Saint-Paul et Amsterdam

Deux îles françaises et tempérées dans l’océan Indien

19 janvier 2005

Le beau livre de Yannick Verdenal s’appuie sur des documents rares et son expérience personnelle pour décrire les terres de Saint-Paul et Amsterdam.

(Page 8)

En dix chapitres, Yannick Verdenal dit tout sur Saint-Paul et Amsterdam. Pour évoquer ces îles des Terres australes et antarctiques françaises, il
s’est appuyé sur des textes rares et dispersés, ainsi que sur son expérience personnelle : il y a séjourné en tant que membre de la 48ème mission d’Amsterdam, de décembre 1996 à février 1998.
L’auteur consacre son premier chapitre à “La naissance de ces îles”. Nous apprenons ainsi qu’elles sont de constitution volcanique assez récente (entre 1 million et 400.000 années). Si Amsterdam a une surface de 55 km carrés, Saint-Paul, à 80 km au Sud d’Amsterdam, ne fait que 7 km carrés. À noter que ce sont les seules îles tempérées du Sud de l’océan Indien.
Ce sont les navigateurs espagnols et portugais "qui les aperçurent en premier" lors du premier tour du monde le 18 mars 1522 ; mais ne pouvant y accoster, ils n’ont pas pu débarquer.
Ces terres ne sont pour les navigateurs que des endroits déserts et inhabités où personne n’a réussi à débarquer. Les premiers Hollandais (du 16ème jusqu’au début du 18ème siècle, la flotte hollandaise domine les autres) ne reconnaissent pas non plus les îles.
Il faut attendre 1633 pour que les îles soient définitivement nommées par leur compatriote Van Diemen. Un premier débarquement sur les deux îles a lieu en 1696, mais n’y trouvant rien d’intéressant à leurs yeux, le navigateur Willem De Vlaming et son équipage reprennent leur itinéraire vers l’Australie.
Le chapitre 4 décrit toute une succession d’événements qui se déroulent dans ces îles en cette fin du 18ème siècle : l’éruption volcanique en 1792, l’envoi du capitaine Péron en exil à Saint-Paul ou encore l’escale des naufragés du Princess of Wales... Elles voient l’arrivée massive de chasseurs de fourrure, Français, Chinois ou Américains...
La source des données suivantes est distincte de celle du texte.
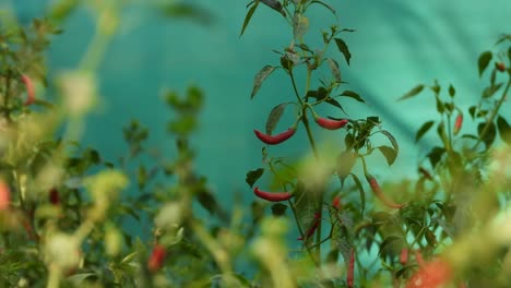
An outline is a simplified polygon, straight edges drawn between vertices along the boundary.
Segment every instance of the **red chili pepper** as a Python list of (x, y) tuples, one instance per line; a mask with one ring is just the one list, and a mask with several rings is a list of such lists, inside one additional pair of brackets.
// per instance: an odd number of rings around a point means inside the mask
[(408, 249), (407, 248), (403, 248), (401, 250), (400, 263), (402, 265), (405, 265), (406, 263), (408, 263)]
[(261, 131), (258, 131), (258, 130), (253, 130), (253, 132), (255, 133), (255, 136), (258, 136), (259, 140), (261, 140), (262, 142), (269, 144), (269, 145), (275, 145), (275, 144), (278, 144), (278, 143), (282, 143), (286, 140), (288, 140), (290, 136), (293, 136), (296, 132), (296, 129), (295, 128), (289, 128), (288, 130), (280, 133), (280, 134), (276, 134), (276, 135), (268, 135), (268, 134), (264, 134), (262, 133)]
[(21, 75), (21, 81), (25, 85), (26, 88), (26, 100), (24, 103), (25, 106), (28, 106), (35, 101), (35, 91), (34, 91), (34, 84), (32, 83), (31, 77), (27, 75)]
[(428, 180), (432, 180), (431, 173), (426, 170), (424, 167), (419, 167), (419, 172)]
[(147, 268), (153, 273), (157, 272), (158, 269), (162, 268), (166, 256), (167, 256), (167, 250), (165, 249), (165, 247), (161, 244), (156, 244), (153, 248), (153, 252), (151, 253), (151, 256), (147, 261)]
[(307, 239), (309, 239), (309, 237), (311, 237), (316, 232), (316, 229), (318, 229), (318, 226), (319, 226), (320, 221), (321, 221), (320, 214), (314, 213), (314, 218), (312, 219), (312, 225), (309, 227), (309, 229), (307, 229), (307, 232), (305, 233), (305, 239), (304, 239), (304, 237), (300, 236), (296, 240), (307, 240)]
[(341, 129), (344, 125), (346, 125), (349, 121), (346, 119), (343, 120), (332, 120), (323, 117), (314, 117), (316, 123), (318, 123), (320, 127), (329, 130), (336, 130)]
[(0, 180), (0, 211), (4, 211), (9, 208), (11, 204), (11, 190), (9, 185)]
[(341, 209), (341, 197), (338, 195), (332, 200), (332, 206), (334, 206), (336, 209)]
[(457, 117), (456, 117), (456, 120), (454, 122), (454, 135), (456, 135), (457, 133), (460, 133), (460, 130), (462, 128), (462, 124), (463, 124), (463, 115), (460, 113)]
[(371, 187), (372, 189), (372, 192), (375, 193), (375, 195), (383, 203), (385, 204), (388, 207), (391, 207), (391, 208), (402, 208), (404, 206), (404, 204), (397, 204), (397, 203), (394, 203), (392, 200), (388, 199), (385, 196), (385, 194), (383, 194), (383, 191), (381, 191), (381, 188), (380, 185), (378, 184), (378, 181), (375, 179), (375, 177), (370, 176), (370, 175), (366, 175), (366, 179), (367, 181), (369, 182), (369, 185)]
[(255, 194), (255, 196), (271, 201), (271, 202), (286, 201), (286, 200), (292, 199), (295, 195), (289, 192), (277, 192), (277, 193), (265, 192), (265, 191), (259, 190), (258, 187), (253, 189), (253, 193)]
[(423, 253), (420, 253), (420, 251), (414, 251), (414, 254), (415, 254), (415, 260), (417, 261), (417, 264), (419, 265), (419, 267), (423, 267), (424, 265), (426, 265), (426, 262), (424, 262)]
[(504, 72), (506, 71), (506, 64), (503, 62), (497, 62), (495, 63), (495, 68), (497, 68), (498, 71)]
[(353, 287), (353, 279), (355, 278), (355, 250), (352, 248), (352, 255), (349, 256), (348, 271), (346, 276), (346, 281), (348, 288)]
[(48, 195), (48, 200), (51, 204), (54, 205), (59, 205), (60, 203), (60, 195), (59, 195), (59, 191), (55, 188), (52, 188), (50, 191), (49, 191), (49, 195)]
Les missions radio-météo s’y développent

Dans le chapitre 5, l’auteur relate les aventures du capitaine Mierolawski qui avait dans l’idée d’installer une "pêcherie à Saint-Paul", et qui demande donc au gouverneur de Bourbon, Bazoche, de prendre possession des îles. Les procès verbaux de prise de possession seront rédigés en juin et juillet 1843, empêchant ainsi les Mauriciens de hisser le pavillon britannique. Les pêcheurs français s’installent et débute un commerce de poissons avec les îles de l’océan Indien, notamment le ravitaillement en poissons de l’île Bourbon, à partir de Saint-Paul.
Vers le milieu du 19ème siècle débutèrent les premières expéditions scientifiques. Il y a eu "L’expédition de la Novara" en 1857 et en 1874-75, "La mission d’observation du passage de Vénus devant le soleil". Le chapitre 7 “La hisse du pavillon français” décrit la prise officielle de possession française de ces îles en 1892.
“La déroute de la langousterie” relate les mésaventures des concessionnaires des îles, conduisant à l’abandon des îles en 1931, alors que les stations radio-météo prennent de plus en plus d’importance. Changement avec un nouvel arrivant, la SAPMER (Société anonyme de pêche malgache et réunionnaise) en 1947 qui va faire le commerce de la langouste.
Les deux derniers chapitres (9 et 10) font référence aux missions radio-météo, dont la première fut menée par Paul de Martin de Viviès en 1949-1950, des missions qui n’ont cessé de se multiplier depuis.
“Saint-Paul & Amsterdam, Voyage austral dans le temps”, de Yannick Verdenal. Éditions Gérard Louis, 168 pages. Nombreuses photos en couleurs.